Most tunings can be achieved using the program ndd. Any user may execute this program to read the current settings, depending on the readability of the respective device files. But only the super user is allowed to execute ndd -set to change values. This makes sense considering the sensitive parameters you are tuning. Details on the use of ndd can be obtained from the respective manual page.

ndd will become your friend, as it is the major tool to tweak most of the parameters described in this document. Therefore you better make yourself familiar with it. A quick overview will be given in this section, too. ndd is not limited to tweaking TCP/IP related parameters. Many other devices, which have a device file underneath /dev and a kernel module can be configured with the help of ndd.

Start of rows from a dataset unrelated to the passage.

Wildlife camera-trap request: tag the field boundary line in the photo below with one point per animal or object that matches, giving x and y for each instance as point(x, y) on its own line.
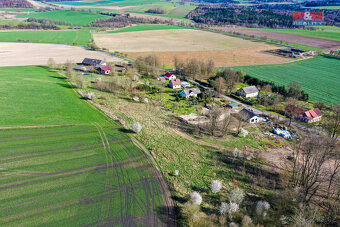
point(42, 126)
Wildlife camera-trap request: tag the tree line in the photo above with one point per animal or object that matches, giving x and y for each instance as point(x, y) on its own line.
point(121, 20)
point(237, 15)
point(33, 23)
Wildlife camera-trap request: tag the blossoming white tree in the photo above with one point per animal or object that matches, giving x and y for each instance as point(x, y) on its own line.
point(215, 186)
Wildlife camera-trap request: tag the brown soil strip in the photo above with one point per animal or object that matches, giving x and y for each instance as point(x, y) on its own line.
point(235, 57)
point(22, 54)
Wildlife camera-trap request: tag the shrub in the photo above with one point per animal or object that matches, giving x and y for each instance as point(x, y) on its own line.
point(228, 208)
point(90, 95)
point(215, 186)
point(196, 198)
point(261, 207)
point(136, 127)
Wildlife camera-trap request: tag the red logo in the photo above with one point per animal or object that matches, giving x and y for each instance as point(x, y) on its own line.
point(308, 16)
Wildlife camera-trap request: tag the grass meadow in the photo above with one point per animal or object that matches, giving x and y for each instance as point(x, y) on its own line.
point(80, 37)
point(173, 9)
point(73, 17)
point(78, 168)
point(318, 76)
point(147, 27)
point(325, 32)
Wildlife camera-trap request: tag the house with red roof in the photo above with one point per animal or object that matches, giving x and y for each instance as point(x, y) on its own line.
point(174, 84)
point(169, 76)
point(106, 69)
point(292, 111)
point(312, 115)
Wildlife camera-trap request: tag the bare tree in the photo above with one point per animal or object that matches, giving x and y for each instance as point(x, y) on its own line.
point(310, 156)
point(220, 85)
point(69, 69)
point(214, 114)
point(332, 124)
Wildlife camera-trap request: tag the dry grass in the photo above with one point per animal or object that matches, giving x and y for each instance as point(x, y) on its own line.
point(186, 43)
point(20, 54)
point(241, 56)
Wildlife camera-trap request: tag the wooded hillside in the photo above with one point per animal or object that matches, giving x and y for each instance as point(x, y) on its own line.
point(15, 4)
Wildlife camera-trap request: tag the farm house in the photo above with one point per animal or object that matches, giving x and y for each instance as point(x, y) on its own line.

For instance, any networking driver which supports the Data Link Provider Interface (DLPI) can be configured.

The parameters supplied to ndd are symbolic keys indexing either a single usually numerically value, or a table. Please note that the keys usually (but not always) start out with the module or device name. For instance, changing values of the IP driver, you have to use the device file /dev/ip and all parameters start out with ip_. The question mark is the most notable exception to this rule.

Interactive mode

The interactive mode allows you to inspect and modify a device, driver or module interactively. In order to inspect the available keyword names associated with a parameter, just type the question mark. The next item will explain about the output format of the parameter list.

# ndd /dev/tcp

name to get/set ? tcp_slow_start_initial

value ?

length ?

name to get/set ? ^D

The example above queries the TCP driver for the value of the slow start feature in an interactive fashion. The typed input is shown boldface.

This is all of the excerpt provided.